Zeltserman’s newest novel, The Caretaker of Lorne Field, arguably his first official foray into the horror genre, shows the author at the peak of his fever talent. Much like a macabre fable a parent might whisper to a child at bedtime, The Caretaker of Lorne Field takes a simple idea with timeless applicability and weaves a captivating tale. It is the story of Jack Durkin, a ninth-generation Durkin, all of whom have been sequentially contracted by a small town to clear Loren Field each day of weeds – weeds that, if left untended, will develop in eight days into Aukowies, immense monsters capable of destroying all mankind. Jack sees himself as the everyday savior of the world, but the unrelenting burden of responsibility and age have him anticipating his eldest son’s assumption of the job in a few short years. His son’s reluctance to accept his birthright and, indeed, the very idea of the Aukowies and the town’s dimming of memory and reverence for the Durkins’ duties merge to threaten, if Jack is right, the very fate of the world. But is he right, or a victim himself of a delusional legacy? Zeltserman thankfully sets aside opaque answers in the conclusion of the work in favor of Rod Serling-like clarity.

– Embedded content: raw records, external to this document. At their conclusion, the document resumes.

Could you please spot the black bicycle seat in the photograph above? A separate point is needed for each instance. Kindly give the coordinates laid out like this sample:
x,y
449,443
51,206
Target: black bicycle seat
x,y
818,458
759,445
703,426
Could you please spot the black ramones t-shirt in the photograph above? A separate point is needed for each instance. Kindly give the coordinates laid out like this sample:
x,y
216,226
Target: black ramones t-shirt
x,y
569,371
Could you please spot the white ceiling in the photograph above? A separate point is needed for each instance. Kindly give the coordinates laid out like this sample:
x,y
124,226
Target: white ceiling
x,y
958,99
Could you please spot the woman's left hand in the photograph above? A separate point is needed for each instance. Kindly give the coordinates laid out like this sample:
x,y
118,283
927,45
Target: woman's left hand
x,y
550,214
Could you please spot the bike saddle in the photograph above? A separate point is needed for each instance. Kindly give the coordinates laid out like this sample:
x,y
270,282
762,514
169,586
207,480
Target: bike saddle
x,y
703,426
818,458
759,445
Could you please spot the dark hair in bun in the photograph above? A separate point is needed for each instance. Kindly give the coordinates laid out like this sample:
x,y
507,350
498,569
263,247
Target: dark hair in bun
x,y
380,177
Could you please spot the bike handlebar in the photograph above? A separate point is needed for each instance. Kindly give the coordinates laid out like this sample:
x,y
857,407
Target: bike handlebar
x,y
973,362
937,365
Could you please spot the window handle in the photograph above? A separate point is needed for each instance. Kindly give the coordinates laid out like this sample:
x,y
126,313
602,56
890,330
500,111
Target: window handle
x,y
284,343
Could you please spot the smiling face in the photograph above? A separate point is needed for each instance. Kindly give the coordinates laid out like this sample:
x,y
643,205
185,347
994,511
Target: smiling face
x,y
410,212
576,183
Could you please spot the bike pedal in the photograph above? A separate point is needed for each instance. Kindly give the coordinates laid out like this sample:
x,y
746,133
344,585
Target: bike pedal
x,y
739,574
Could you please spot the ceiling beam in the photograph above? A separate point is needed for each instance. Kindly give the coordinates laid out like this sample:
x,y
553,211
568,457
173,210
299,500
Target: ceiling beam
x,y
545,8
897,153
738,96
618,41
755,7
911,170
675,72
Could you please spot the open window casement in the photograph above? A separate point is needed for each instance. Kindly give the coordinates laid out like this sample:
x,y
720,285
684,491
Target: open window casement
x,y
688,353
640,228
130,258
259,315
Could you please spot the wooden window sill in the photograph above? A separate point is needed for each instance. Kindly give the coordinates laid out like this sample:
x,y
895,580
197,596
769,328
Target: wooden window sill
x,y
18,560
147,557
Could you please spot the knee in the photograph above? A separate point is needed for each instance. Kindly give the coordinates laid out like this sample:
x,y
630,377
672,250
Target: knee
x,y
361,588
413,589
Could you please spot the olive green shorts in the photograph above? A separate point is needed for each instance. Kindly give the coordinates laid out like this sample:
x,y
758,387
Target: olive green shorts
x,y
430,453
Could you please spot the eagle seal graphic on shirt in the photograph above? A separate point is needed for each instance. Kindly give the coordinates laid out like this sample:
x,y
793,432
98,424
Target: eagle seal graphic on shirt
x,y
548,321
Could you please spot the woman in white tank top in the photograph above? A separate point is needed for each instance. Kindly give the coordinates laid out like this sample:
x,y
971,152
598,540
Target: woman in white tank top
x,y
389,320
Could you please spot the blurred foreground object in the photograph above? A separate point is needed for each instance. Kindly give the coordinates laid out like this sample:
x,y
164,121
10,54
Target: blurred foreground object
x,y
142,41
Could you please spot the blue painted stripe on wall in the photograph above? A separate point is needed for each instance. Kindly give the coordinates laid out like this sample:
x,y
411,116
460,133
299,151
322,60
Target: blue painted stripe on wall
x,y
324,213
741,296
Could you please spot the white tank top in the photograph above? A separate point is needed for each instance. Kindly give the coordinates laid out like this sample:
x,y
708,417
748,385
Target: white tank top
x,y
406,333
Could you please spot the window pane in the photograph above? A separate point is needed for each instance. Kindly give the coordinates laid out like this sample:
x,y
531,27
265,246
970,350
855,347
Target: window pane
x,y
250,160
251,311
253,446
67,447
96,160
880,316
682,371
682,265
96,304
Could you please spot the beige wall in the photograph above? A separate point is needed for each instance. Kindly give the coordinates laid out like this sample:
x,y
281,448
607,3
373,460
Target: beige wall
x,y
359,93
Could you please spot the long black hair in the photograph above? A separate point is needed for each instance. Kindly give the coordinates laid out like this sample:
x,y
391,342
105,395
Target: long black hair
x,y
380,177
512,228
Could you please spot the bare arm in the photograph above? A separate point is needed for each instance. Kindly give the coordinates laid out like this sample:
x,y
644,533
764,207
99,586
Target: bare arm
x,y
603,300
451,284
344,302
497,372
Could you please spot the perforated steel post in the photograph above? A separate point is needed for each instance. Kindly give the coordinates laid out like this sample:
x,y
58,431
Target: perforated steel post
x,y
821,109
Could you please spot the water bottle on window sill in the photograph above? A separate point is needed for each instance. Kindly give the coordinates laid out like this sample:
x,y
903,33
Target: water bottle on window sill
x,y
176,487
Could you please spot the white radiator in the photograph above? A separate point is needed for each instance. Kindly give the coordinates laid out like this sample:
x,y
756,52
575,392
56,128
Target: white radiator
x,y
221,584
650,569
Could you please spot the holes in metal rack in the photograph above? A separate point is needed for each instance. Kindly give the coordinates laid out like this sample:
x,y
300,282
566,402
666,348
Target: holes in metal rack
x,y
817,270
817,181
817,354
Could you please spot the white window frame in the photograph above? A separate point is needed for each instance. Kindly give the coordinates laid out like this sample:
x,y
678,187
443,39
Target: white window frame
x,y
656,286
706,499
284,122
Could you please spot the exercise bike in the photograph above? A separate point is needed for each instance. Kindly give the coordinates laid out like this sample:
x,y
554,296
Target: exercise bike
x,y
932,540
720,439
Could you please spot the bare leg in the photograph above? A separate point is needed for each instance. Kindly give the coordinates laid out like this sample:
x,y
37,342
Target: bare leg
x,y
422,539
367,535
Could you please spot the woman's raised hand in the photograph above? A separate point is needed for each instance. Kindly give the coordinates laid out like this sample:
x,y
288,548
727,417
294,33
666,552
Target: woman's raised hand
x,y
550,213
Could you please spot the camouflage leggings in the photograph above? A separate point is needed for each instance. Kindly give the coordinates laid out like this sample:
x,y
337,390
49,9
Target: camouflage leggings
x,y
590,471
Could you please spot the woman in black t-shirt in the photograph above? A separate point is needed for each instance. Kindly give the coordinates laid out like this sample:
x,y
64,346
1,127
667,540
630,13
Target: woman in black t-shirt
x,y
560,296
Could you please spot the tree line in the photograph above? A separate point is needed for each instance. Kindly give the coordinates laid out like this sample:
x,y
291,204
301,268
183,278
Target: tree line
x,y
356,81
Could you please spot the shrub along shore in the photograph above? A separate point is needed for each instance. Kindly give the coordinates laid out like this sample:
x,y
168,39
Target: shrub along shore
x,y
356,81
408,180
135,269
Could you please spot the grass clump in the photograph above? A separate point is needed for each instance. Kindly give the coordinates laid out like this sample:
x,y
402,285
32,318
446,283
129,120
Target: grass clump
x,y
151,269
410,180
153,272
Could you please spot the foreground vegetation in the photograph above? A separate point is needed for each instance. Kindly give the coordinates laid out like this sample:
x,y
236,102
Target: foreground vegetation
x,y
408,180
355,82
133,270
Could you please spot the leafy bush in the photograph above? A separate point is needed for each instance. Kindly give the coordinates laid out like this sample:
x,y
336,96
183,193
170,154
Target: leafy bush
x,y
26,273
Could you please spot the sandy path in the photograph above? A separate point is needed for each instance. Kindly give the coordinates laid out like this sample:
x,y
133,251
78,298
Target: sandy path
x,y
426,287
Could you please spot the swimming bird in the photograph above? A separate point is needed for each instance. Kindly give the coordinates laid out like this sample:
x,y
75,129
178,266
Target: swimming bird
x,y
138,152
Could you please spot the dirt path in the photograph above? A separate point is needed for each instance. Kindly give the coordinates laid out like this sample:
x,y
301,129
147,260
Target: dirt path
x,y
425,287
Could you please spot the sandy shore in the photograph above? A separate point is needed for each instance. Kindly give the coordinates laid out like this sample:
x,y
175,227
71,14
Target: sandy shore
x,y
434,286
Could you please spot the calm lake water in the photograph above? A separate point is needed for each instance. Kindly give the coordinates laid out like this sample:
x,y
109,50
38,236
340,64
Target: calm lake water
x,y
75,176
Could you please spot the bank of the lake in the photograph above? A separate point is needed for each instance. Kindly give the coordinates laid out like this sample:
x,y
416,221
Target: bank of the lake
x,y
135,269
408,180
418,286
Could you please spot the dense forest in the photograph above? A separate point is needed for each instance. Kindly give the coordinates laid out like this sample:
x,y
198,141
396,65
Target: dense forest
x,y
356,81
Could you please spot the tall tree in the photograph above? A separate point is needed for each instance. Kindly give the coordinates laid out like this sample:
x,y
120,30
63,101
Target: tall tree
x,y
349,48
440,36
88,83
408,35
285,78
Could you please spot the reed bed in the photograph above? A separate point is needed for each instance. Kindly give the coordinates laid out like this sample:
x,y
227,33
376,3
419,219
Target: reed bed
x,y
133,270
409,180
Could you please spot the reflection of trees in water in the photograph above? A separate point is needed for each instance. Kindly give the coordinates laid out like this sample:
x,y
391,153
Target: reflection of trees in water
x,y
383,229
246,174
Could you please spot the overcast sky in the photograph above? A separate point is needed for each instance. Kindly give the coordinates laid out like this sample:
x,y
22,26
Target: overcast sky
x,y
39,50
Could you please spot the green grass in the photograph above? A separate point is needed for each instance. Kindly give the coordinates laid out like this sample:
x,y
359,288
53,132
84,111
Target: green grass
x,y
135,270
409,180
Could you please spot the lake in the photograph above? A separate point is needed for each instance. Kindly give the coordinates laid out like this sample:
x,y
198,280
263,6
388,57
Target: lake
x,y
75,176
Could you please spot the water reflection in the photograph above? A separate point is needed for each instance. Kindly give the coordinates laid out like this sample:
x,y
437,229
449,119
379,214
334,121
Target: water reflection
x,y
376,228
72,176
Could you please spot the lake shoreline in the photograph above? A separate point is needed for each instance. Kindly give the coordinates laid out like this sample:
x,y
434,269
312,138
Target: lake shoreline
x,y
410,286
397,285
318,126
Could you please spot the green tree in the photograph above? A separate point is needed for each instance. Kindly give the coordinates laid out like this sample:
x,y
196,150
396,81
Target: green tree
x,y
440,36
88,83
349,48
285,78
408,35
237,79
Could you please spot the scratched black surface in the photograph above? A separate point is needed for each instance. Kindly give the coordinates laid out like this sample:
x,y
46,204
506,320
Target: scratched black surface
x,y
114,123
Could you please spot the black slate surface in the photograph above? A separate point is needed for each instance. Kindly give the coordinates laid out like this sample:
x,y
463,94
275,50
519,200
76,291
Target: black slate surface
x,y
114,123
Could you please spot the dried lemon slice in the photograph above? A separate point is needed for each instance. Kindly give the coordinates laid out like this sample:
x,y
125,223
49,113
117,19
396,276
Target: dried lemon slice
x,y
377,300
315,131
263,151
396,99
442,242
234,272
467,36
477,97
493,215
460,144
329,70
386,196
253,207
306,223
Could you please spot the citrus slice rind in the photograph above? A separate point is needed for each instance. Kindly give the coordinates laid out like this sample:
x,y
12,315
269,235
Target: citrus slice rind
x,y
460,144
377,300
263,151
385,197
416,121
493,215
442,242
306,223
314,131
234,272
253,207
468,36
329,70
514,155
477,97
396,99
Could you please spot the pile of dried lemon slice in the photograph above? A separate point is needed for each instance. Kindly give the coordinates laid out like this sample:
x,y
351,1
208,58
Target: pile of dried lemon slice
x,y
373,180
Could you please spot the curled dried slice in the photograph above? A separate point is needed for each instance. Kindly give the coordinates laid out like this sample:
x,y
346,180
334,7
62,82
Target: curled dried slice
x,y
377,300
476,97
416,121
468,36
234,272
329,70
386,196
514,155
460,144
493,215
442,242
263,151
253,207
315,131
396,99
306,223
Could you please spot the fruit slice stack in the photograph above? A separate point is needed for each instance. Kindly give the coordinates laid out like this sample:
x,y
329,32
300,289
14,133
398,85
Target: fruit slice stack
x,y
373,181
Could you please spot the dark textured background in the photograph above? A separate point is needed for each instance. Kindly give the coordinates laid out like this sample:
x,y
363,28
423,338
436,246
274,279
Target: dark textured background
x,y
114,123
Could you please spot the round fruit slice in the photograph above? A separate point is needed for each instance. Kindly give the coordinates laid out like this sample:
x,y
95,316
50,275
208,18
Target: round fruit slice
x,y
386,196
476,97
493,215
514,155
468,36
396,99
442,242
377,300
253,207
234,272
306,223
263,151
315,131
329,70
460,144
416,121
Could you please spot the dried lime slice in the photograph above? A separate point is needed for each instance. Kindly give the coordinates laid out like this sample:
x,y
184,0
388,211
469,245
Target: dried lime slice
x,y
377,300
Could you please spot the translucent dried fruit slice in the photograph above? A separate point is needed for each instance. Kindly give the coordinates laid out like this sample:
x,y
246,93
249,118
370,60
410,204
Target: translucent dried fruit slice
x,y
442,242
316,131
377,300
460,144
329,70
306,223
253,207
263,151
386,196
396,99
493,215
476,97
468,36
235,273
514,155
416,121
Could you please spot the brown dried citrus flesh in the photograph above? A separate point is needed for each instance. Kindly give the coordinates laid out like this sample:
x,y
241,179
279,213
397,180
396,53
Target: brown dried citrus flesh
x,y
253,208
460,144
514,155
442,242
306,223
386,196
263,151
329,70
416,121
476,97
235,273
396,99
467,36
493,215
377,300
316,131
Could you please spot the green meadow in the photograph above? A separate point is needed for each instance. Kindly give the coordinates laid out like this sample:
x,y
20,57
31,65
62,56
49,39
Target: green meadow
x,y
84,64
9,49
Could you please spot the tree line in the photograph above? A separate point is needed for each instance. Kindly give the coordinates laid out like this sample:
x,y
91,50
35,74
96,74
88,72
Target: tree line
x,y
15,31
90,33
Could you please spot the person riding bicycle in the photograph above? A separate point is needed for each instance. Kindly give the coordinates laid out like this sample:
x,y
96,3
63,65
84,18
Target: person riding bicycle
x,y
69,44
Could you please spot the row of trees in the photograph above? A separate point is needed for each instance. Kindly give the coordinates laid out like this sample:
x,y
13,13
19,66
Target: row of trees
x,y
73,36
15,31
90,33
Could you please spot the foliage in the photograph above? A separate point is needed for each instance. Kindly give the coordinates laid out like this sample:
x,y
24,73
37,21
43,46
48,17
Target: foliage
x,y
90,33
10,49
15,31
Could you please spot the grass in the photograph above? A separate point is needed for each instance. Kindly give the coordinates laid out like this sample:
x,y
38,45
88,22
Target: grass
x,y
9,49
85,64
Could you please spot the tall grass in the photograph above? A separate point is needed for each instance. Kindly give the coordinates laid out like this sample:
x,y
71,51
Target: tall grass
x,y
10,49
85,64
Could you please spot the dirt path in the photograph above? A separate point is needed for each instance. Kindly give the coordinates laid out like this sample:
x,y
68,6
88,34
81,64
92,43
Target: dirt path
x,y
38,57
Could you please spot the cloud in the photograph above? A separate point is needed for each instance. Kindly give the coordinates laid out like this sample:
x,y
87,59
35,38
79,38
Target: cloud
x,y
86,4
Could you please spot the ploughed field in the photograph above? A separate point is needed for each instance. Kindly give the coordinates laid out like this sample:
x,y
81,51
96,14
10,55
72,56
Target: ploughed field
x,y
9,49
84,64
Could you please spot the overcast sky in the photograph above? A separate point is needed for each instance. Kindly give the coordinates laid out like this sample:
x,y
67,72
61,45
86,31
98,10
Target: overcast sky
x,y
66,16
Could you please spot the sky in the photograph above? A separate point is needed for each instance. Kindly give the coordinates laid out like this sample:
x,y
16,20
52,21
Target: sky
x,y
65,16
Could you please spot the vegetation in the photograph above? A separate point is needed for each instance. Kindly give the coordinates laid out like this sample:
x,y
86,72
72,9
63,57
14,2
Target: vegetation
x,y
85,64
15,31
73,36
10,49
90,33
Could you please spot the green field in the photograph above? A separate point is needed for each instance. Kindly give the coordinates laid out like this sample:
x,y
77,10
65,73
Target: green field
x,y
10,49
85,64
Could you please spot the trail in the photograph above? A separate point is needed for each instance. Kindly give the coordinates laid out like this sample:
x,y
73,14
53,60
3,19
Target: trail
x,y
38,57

The Caretaker of Lorne Field has a wonderful mix of the tragic obsolescence of “Death of a Salesman’s” Willie Loman, the fantastical vision of Serling’s Twilight Zone, and the rural, gothic vibe of a Manly Wade Wellman tale. But along with this unique mishmash of themes and subtle undercurrents of humor and religiosity, it has a pulsing emotional core that immediately draws the reader in. One can’t resist becoming invested in the Caretaker’s obligatory plight and that of his family, particularly his sons, one of whom resists his preordained fate and another who believes in his father with the loving certitude that only a young child can have. Like the best parables, the thematic issues of the book bolster this emotional core and deliver both suspense and provocative insight into the human condition: the question of whether the plant-beings are real or imaginary; cultural tradition versus modernity; honoring familial obligation in an era of skepticism and opportunism; and the desperate plight of the individual against the oppressive intrusion of society. These and a host of other allegorical themes make Caretaker quite unlike any other book written, and yet as familiar as the lulling voice of a parent reading a bedtime fable…one who knows a whisper is often more frightening than a scream.
The Caretaker of Lorne Field, a slim 237-page volume with a thematic richness that belies its short page-count, is a work that is both fresh and unique. With his previous half-dozen books, Zeltserman has repeatedly answered those who wearily lament the tedious uniformity of much of genre fiction, and in Caretaker his voice has never been more compelling. Highly recommended.